Standing wave ultrasonic motors from Nanomotion, Ronkonkona, N.Y., provide an alternative. The motors hit speeds up to 300 mm/sec, have no travel limits, and achieve submicron resolutions. Additional advantages include a small footprint, direct-drive capability which simplifies the control scheme, and a single motion mechanism for both linear and rotary applications.

Nanomotion's approach combines the standard resonant mode for long travel with nonresonant motion for small, nanometer-scale motion. Once within the target radius, the nonresonant mode takes over for distances up to 200 nm with 1-nm resolution.

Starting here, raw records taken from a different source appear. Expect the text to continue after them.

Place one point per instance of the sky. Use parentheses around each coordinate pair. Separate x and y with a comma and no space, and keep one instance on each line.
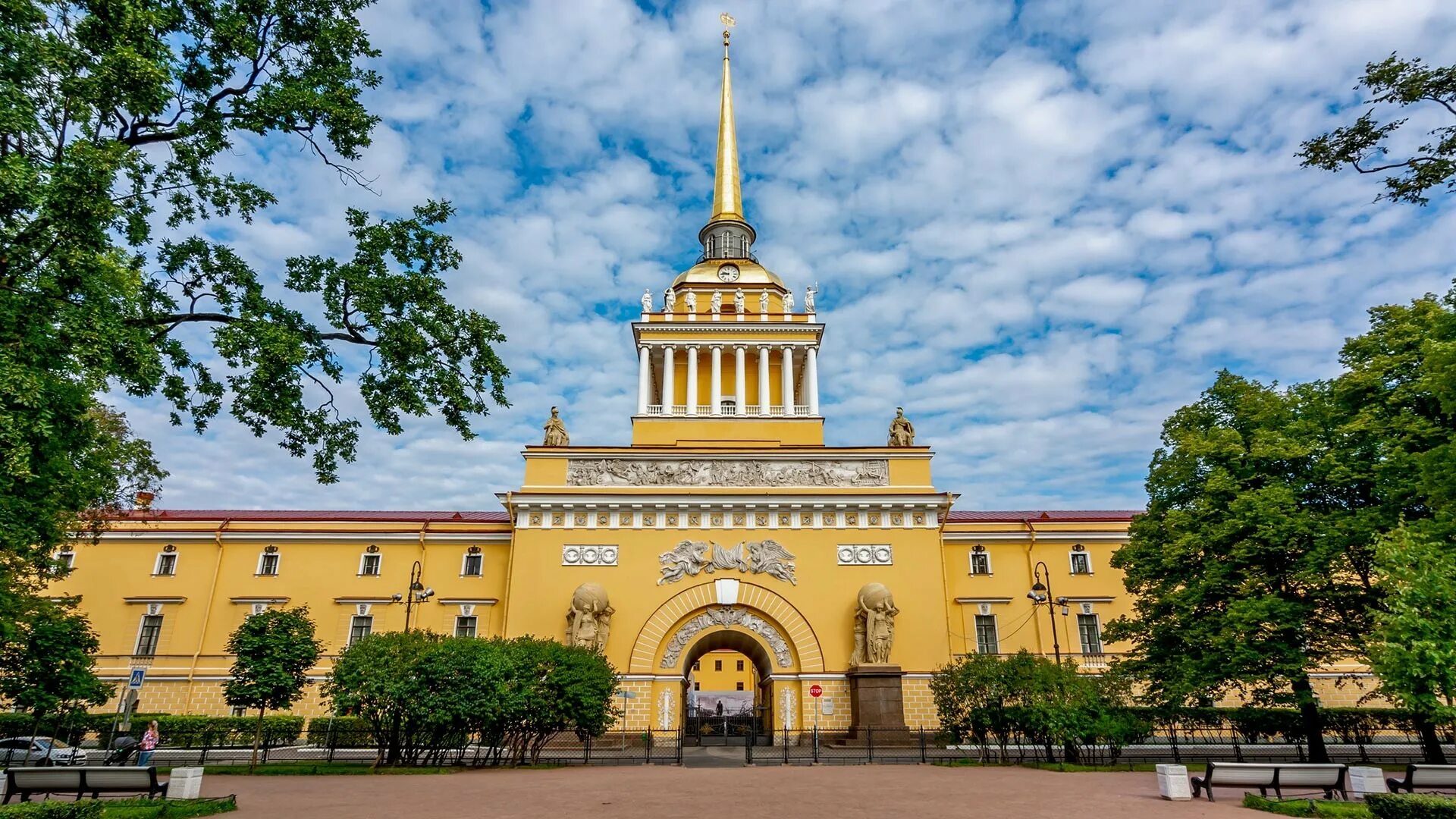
(1040,228)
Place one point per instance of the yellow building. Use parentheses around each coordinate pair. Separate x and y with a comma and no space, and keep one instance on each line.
(727,531)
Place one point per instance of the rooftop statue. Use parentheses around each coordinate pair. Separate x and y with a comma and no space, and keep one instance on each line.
(902,431)
(555,430)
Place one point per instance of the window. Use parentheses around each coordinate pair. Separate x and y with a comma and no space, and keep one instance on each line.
(1091,634)
(1081,563)
(360,627)
(149,635)
(986,639)
(369,566)
(981,560)
(472,564)
(465,626)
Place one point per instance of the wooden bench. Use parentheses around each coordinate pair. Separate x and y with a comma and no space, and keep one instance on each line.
(1277,776)
(80,781)
(1424,777)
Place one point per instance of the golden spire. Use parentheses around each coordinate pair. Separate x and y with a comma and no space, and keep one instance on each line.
(727,194)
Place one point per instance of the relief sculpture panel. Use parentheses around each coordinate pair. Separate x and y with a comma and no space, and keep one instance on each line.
(711,472)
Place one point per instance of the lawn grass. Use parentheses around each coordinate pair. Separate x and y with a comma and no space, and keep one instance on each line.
(1308,808)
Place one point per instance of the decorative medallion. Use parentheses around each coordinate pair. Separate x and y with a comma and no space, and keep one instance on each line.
(588,556)
(864,554)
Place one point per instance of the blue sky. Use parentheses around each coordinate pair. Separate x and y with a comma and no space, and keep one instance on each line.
(1037,226)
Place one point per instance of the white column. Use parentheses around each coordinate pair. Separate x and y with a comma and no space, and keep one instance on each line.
(788,381)
(764,381)
(740,390)
(644,379)
(718,381)
(692,381)
(811,379)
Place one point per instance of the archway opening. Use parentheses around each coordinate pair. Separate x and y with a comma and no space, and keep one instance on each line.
(721,713)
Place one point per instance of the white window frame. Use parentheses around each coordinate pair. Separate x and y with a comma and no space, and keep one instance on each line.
(971,557)
(356,618)
(465,561)
(1097,621)
(156,567)
(142,627)
(475,627)
(379,564)
(976,630)
(1072,561)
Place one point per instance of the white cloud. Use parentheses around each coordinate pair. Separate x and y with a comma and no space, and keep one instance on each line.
(1040,228)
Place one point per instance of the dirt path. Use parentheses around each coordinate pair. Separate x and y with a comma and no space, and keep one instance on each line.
(631,792)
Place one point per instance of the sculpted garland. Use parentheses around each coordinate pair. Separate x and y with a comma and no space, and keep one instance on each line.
(693,472)
(691,558)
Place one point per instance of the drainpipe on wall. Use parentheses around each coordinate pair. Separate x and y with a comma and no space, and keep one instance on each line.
(1031,572)
(207,613)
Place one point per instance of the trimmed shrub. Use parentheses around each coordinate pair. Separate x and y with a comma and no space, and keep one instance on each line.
(1411,806)
(88,809)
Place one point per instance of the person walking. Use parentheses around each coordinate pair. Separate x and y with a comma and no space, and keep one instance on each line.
(149,744)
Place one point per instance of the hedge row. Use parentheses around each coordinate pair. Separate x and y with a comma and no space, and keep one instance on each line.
(1411,806)
(85,809)
(1256,725)
(178,730)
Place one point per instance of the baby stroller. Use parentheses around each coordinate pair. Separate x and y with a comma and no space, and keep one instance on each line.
(121,749)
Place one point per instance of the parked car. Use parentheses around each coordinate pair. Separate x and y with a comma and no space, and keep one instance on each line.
(38,751)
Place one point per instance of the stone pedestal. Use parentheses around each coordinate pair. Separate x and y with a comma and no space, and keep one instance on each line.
(875,697)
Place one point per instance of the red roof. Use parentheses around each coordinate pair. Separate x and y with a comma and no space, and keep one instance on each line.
(1037,515)
(318,515)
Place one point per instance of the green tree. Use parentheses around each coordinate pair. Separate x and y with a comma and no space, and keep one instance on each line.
(422,694)
(274,651)
(1413,649)
(1248,569)
(112,117)
(50,667)
(1365,143)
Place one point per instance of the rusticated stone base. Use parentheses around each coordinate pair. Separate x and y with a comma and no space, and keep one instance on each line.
(875,697)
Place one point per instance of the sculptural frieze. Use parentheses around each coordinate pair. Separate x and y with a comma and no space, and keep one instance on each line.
(727,617)
(691,558)
(710,472)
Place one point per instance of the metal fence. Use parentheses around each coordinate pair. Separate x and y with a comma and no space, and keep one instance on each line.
(930,746)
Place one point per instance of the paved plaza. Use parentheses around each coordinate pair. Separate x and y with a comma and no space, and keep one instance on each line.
(881,792)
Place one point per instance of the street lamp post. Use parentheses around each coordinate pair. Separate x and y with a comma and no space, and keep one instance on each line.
(417,594)
(1041,594)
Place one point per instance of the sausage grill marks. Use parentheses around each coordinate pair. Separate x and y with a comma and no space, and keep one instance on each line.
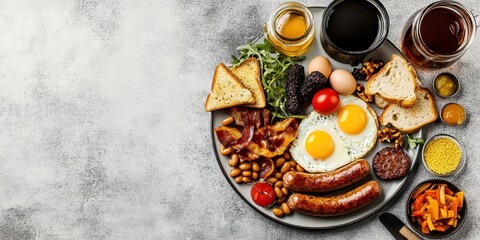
(336,205)
(324,182)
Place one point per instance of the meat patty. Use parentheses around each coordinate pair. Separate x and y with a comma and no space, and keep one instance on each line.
(391,163)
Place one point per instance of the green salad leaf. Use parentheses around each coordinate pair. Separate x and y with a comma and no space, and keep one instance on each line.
(412,141)
(273,67)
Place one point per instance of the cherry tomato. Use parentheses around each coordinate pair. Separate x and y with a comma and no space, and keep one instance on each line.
(326,101)
(263,194)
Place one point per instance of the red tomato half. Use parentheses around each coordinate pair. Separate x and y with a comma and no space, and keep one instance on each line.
(326,101)
(263,194)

The motors normally operate in resonance, but they can be operated in nonresonant mode as well. In resonant mode, a rectangular component resonates or vibrates inside the motor at 40 kHz. The up and down motion bends into an elliptical path. This component presses against a bearing surface producing motion. Motors can contain from one to eight elements, each producing 1 lb of force.

In nonresonant mode, voltage applied directly to a crystal causes the piezoelement to bend right or left with the sign of the applied voltage, thereby determining the direction of motion. Movements of 1 to 250 nm are possible.

Traditional piezomotors are limited in their travel range and by hysteresis effects. The Nanomotion motor, however, is unaffected by hysteresis because the motor element is perpendicular to the axis of travel. The motor is also unaffected by temperature changes that would cause the elements to change size.

A closed-loop servocontrol can be provided with standard offthe-shelf servocontrollers or with the Nanomotion servocontroller that offers full PID control at 20 kHz.